Léon Say avait calculé que le poids du protectionnisme grevait le coût de la vie, en France, de un milliard et demi annuellement. Mais avait-il fait entrer en compte la perte de temps que comportent les complications douanières, et les spéculations et agiotages que facilite la « protection » ?

« Il est inscrit 654 objets taxés, auxquels ont été ajouté quantités de bis, de ter, et de quater. À chacun d’eux correspond un article avec des sous-articles et spécialisations.

« Par exemple, au n° 212, pour les fils de fer, sont établis 12 droits différents ; pour les filés de coton, sont 23 droits différents, allant de 15 à 528 francs. [10].

« Ces chiffres sont confirmés par Y. Guyot qui dit que les filés de coton paient un droit d’entrée pouvant s’élever à 340 francs par 100 kilos pour les fils mesurant au kilogramme plus de 381.000 mètres ; 15 % de plus, s’ils sont blanchis ; 30 % de plus s’ils sont teints ou chinés. Le tarif pouvant être porté ainsi à 538 francs. » (Le Libre-Echange international, page 21.)

« On peut deviner le trouble que ces droits appliqués peuvent apporter au commerce, la perte de temps qu’entraînent toutes ces chinoiseries. Mais cela n’est pas tout.

« Sur ces 654 articles, de 1892 à 1908, il n’a pas été apporté moins de 348 modifications. Le tarif des douanes fut retouché par 40 lois spéciales.

« Et ces modifications ont été, le plus souvent, des aggravations. » (Conférence G. Paturel, Libre-Echange International, page 43).

« On peut affirmer que la loi de 1910 n’a pas été une révision dans le sens que chacun donne à ce mot, mais une aggravation importante du système protecteur…, 454 numéros ont été modifiés ; 54 numéros ont été ajoutés ; 1.498 spécifications ont été faites ; le droit sur la viande de bœuf a été porté de 10 à 30 francs les 100 kilos ; le tarif général a été systématiquement majoré ; l’écart entre ce tarif et le tarifs minimum a été, en général, porté à 50 % ; un grand nombre d’exemptions ont été supprimées ; le tarif minimum a été fortement relevé. » [11].

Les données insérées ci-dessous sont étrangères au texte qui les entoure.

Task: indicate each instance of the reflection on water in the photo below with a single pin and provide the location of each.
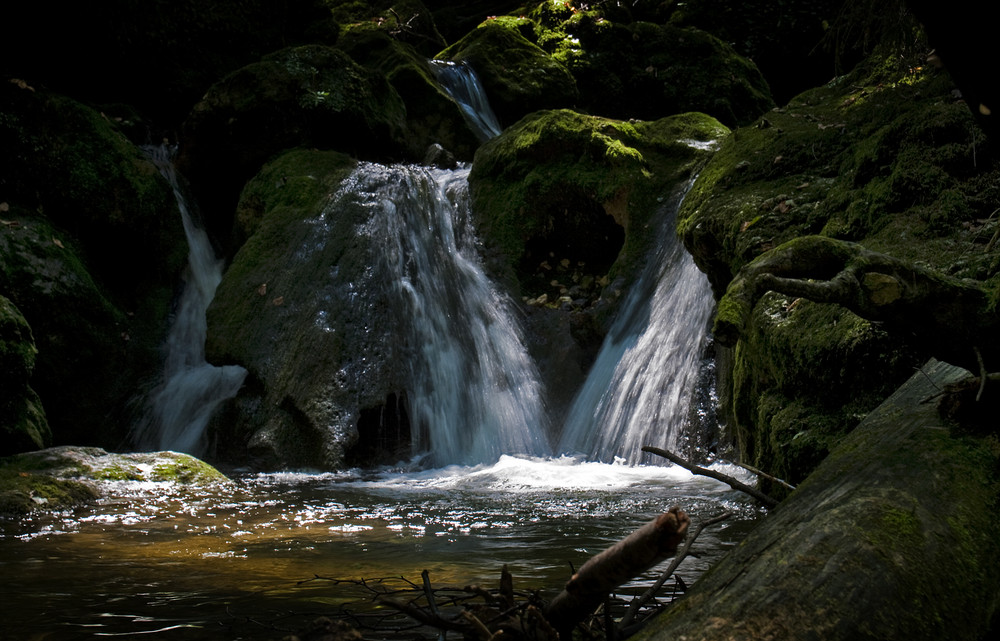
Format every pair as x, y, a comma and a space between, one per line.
228, 561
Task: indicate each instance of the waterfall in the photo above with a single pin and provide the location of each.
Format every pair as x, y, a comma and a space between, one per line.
180, 406
639, 389
462, 84
473, 391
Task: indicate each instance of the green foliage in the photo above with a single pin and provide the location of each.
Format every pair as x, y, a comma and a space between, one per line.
557, 176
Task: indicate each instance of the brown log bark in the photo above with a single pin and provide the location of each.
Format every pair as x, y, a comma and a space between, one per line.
628, 558
894, 536
949, 318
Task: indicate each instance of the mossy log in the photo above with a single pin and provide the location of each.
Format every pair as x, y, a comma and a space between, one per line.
951, 319
894, 536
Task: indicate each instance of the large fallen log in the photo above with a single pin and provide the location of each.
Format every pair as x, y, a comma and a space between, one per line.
602, 573
895, 535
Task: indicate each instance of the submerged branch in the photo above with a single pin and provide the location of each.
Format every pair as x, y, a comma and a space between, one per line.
718, 476
590, 586
649, 594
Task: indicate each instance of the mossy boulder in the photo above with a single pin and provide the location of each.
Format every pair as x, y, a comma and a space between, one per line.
23, 425
885, 157
299, 309
432, 117
563, 186
627, 68
893, 536
91, 247
302, 96
61, 477
566, 205
517, 75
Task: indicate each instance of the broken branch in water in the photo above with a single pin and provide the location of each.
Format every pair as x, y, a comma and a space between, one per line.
718, 476
648, 595
631, 556
753, 470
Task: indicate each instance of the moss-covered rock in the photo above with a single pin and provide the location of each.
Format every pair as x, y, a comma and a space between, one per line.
91, 247
432, 117
23, 425
885, 157
302, 96
517, 75
635, 69
560, 185
62, 477
893, 536
299, 310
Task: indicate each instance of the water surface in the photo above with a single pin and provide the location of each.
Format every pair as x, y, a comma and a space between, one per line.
240, 561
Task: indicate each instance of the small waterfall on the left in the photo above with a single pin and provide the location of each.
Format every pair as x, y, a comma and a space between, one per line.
179, 408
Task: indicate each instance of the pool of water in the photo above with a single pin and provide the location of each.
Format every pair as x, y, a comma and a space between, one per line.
260, 557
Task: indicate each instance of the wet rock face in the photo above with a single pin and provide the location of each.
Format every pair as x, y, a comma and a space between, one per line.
22, 419
300, 308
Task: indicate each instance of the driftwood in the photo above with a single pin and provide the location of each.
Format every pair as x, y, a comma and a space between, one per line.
631, 556
951, 319
894, 536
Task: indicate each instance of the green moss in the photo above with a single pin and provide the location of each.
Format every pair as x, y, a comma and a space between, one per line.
559, 174
24, 490
299, 180
517, 75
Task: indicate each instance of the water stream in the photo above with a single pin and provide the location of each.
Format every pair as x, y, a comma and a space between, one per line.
238, 561
473, 392
639, 390
191, 389
255, 558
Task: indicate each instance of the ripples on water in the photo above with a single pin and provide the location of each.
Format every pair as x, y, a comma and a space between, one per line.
227, 561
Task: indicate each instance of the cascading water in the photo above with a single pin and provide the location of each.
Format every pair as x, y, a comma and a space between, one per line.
181, 405
462, 84
473, 393
639, 389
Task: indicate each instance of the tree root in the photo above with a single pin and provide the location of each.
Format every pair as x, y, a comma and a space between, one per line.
947, 317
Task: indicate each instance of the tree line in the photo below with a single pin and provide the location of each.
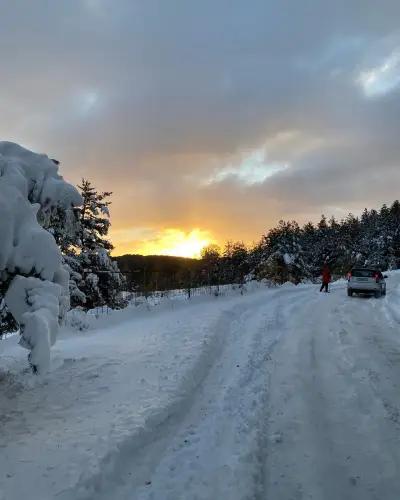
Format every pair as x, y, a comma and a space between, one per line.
287, 252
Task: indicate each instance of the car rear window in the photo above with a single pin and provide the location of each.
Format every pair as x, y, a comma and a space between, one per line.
363, 273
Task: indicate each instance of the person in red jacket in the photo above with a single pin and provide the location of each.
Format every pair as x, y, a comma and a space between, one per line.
326, 278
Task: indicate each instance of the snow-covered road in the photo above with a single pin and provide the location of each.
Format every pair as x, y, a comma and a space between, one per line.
279, 394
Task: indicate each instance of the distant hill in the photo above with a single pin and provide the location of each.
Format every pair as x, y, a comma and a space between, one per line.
159, 272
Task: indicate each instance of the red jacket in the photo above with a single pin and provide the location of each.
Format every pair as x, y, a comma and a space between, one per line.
326, 275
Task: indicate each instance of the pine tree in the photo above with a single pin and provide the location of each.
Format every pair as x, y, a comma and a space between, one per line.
101, 281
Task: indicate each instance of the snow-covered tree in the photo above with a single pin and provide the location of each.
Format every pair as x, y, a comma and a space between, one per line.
96, 279
33, 279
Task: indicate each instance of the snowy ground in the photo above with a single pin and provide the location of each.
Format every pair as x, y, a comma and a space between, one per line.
278, 394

Dans un prochain article, je démontrerai que, contrairement à ce qu’affirment les protectionnistes, le protectionnisme ne protège pas le travail national.

J. Grave

[1Sous le titre le Libre-Echange International. 2 francs, chez Alcan, 108, boulevard Saint-Germain.

[2 Le Libre-Echange International, pages 104-105, I vol., chez Alcan.

[3 Le Libre-Echange International, pages 103-104.

[4 Le Libre-Echange International, page 80.

[5 Le Libre-Echange International, page 81.

[6 Le Libre-Echange International, pages 23-24, I volume, chez Alcan.

[7 Le Libre-Echange International, page 26 chez Alcan.

[8Conf. Guyot, Le Libre-Échange International, page 20, Alcan, éditeur.

[9 Le Libre-Échange International, page 26, chez Alcan.

[10Conf. Pierson, Le Libre-Echange International, page 119

[11G. Schelle, le Bilan du Protectionnisme en France, I vol., chez Alcan, cité par Paturel, conf. du 25 janvier.